Steve Carlip disputed one of Puthoff's 1989 papers for containing a serious computational error which makes the effect negligible; Puthoff responded that a different parameter value in the model would restore its usefulness.
The 1994 paper was the subject of a news article in Science. Subsequent analysis by Yefim S. Levin raising numerous questions concerning the mathematical correctness of the formula and the use of non-relativistic treatments of magnetic effects, concluding that model does not show inertia as a result of zero-point-field effects. The cosmological implications of a different 1989 paper by Puthoff on the origin electromagnetic zero-point energy was examined by Paul S. Wesson Among numerous difficulties, general relativity requires that such energy not gravitate, so it cannot be similar to electromagnetic radiation.

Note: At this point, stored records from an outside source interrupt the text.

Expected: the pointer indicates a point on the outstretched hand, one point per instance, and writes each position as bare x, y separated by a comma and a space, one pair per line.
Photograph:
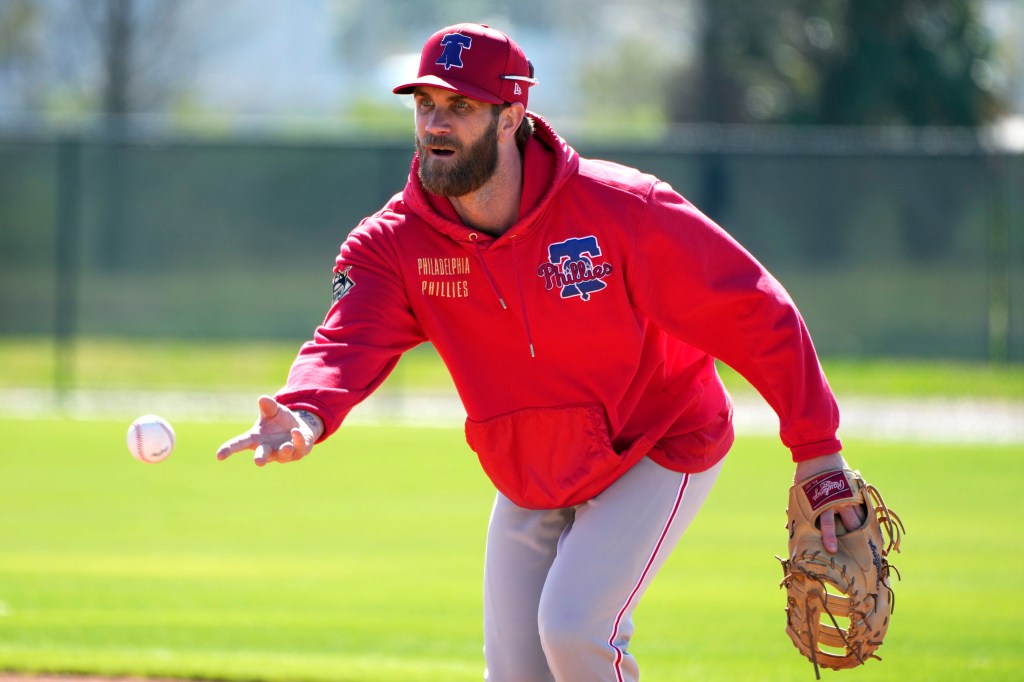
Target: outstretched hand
279, 435
851, 516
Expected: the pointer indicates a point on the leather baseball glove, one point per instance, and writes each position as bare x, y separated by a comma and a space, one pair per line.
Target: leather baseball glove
838, 605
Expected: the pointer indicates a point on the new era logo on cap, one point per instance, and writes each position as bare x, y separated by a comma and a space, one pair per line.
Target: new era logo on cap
475, 60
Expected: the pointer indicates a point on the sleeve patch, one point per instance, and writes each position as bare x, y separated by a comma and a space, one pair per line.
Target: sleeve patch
342, 284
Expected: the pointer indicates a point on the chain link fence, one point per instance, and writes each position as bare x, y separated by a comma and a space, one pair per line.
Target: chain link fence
893, 243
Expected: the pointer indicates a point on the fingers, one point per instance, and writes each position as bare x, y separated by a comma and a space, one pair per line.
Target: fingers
247, 440
853, 517
290, 451
272, 438
827, 523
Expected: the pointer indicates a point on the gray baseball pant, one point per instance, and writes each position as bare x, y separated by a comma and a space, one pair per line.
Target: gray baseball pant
560, 586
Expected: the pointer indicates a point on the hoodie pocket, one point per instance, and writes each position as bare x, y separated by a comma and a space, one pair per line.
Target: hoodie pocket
548, 458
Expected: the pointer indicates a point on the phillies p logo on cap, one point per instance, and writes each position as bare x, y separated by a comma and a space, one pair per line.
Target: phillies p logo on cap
474, 60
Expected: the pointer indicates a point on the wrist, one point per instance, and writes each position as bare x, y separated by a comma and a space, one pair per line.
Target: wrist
812, 467
314, 423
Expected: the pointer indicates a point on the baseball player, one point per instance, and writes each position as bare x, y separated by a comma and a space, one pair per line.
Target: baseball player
580, 306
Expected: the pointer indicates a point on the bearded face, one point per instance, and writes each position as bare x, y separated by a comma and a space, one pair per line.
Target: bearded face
450, 168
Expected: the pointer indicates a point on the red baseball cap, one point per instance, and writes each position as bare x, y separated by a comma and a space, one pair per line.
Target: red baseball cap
475, 60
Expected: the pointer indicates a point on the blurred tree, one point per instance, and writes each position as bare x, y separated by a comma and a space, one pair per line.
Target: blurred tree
845, 62
18, 48
841, 61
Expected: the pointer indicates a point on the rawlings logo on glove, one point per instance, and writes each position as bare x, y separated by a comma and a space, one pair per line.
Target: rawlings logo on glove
852, 584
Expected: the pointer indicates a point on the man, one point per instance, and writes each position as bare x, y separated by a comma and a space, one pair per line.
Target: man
579, 306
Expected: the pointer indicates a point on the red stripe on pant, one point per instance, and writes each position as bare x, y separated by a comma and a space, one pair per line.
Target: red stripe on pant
643, 577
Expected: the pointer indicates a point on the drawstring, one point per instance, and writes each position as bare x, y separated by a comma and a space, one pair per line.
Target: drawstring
522, 298
518, 282
491, 279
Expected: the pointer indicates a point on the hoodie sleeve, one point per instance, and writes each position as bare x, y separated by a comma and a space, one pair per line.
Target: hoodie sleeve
365, 333
698, 284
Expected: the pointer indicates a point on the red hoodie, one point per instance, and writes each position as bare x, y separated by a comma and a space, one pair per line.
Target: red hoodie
581, 340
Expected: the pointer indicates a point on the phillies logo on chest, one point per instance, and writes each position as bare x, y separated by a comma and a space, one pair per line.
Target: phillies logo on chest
570, 267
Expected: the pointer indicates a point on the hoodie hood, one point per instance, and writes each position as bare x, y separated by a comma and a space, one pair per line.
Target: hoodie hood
548, 163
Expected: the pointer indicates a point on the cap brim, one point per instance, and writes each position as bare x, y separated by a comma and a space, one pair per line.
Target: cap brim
451, 84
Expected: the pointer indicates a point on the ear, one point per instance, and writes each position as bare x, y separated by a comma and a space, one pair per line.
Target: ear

Building on earlier theoretical work by Robert L. Forward leveraging the Casimir force to extract electrical energy, Daniel Cole and Puthoff analyzed the thermodynamics of a simple hypothetical Casimir force device. The hypothetical devices discussed in these articles are capacitors, multiple layers of charged conductors sufficiently close for the short-range Casimir force to compress the structure. This works against the mutual repulsion of the conductor's electrical energy stores; external electricity would be needed to recharge the device. Other authors have studied mechanical and thermal devices based on Casimir forces.

Massimo Pigliucci called Puthoff's hopes to extract zero-point energy as running contrary to the laws of physics: "a proposition... that violates basic principles of thermodynamics and that is considered pseudoscience by credentialed physicists."

==Media==
Puthoff is a participant in The Age of Disclosure, a 2025 documentary film about UFOs and claimed government programs involving recovery of alien technology crashed on Earth.